Pharmacodynamic modeling of propofol-induced tidal volume depression in children

Objective This investigation aimed to develop a pediatric pharmacodynamic model of propofol-induced tidal volume depression towards an ultimate goal of developing a dosing schedule that would preserve spontaneous breathing following a loading dose of propofol. Methods Fifty two ASA 1 and 2 children aged 6–15 year presenting for gastrointestinal endoscopy were enrolled. Subjects were administered a loading dose of 4 mg/kg of propofol intravenously at a constant infusion rate determined by a randomization schedule.
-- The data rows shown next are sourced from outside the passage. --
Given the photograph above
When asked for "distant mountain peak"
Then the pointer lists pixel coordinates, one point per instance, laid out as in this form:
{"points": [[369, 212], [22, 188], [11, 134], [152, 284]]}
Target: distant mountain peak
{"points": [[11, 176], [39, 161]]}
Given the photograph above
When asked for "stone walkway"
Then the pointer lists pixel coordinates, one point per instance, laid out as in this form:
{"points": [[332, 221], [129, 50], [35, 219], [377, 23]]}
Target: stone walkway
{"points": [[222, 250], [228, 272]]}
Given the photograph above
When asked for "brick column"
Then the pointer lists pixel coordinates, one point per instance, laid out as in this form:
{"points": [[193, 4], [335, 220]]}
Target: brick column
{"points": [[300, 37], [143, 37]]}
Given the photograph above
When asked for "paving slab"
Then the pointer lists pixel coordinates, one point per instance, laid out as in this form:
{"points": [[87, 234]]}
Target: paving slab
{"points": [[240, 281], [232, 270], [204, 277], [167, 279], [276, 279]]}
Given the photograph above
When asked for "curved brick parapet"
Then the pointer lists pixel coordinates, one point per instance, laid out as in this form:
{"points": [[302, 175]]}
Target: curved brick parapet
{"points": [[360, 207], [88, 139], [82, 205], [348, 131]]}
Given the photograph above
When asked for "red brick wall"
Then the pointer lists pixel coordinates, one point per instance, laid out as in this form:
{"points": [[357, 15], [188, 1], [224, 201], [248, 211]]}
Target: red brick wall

Respiratory parameters including tidal volume, respiratory rate, minute volume, and end-tidal CO 2 were recorded at 5 s intervals. Using the predicted plasma concentration, based on the Paedfusor pharmacokinetic model, propofol-induced tidal volume depression was modeled by 3 different approaches (2-stage, pooled, and mixed effects) and results were compared using prediction residual, median percentage errors, median absolute percentage errors, and root-mean-squared normalized errors. The effects of age and body weight as covariates were examined. Results Respiratory rate and end-tidal CO 2 did not show clear dependence on the predicted plasma concentration. The pharmacodynamic models for tidal volume derived from different modeling approaches were highly consistent. The 2-stage, pooled, and mixed effects approaches yielded k e0 of 1.06, 1.24, and 0.72 min −1 ; γ of 1.10, 0.83, and 0.93; EC50 of 3.18, 3.44, and 3.00 mcg/ml. Including age and body weight as covariates did not significantly improve the predictive performance of the models. Conclusions A pediatric pharmacodynamic model of propofol-induced tidal volume depression was developed. Models derived from 3 different approaches were shown to be consistent with each other; however, the individual pharmacodynamic parameters exhibited significant inter-individual variability without strong dependence on age and body weight. This would suggest the desirability of adapting the pharmacodynamic model to each subject in real time.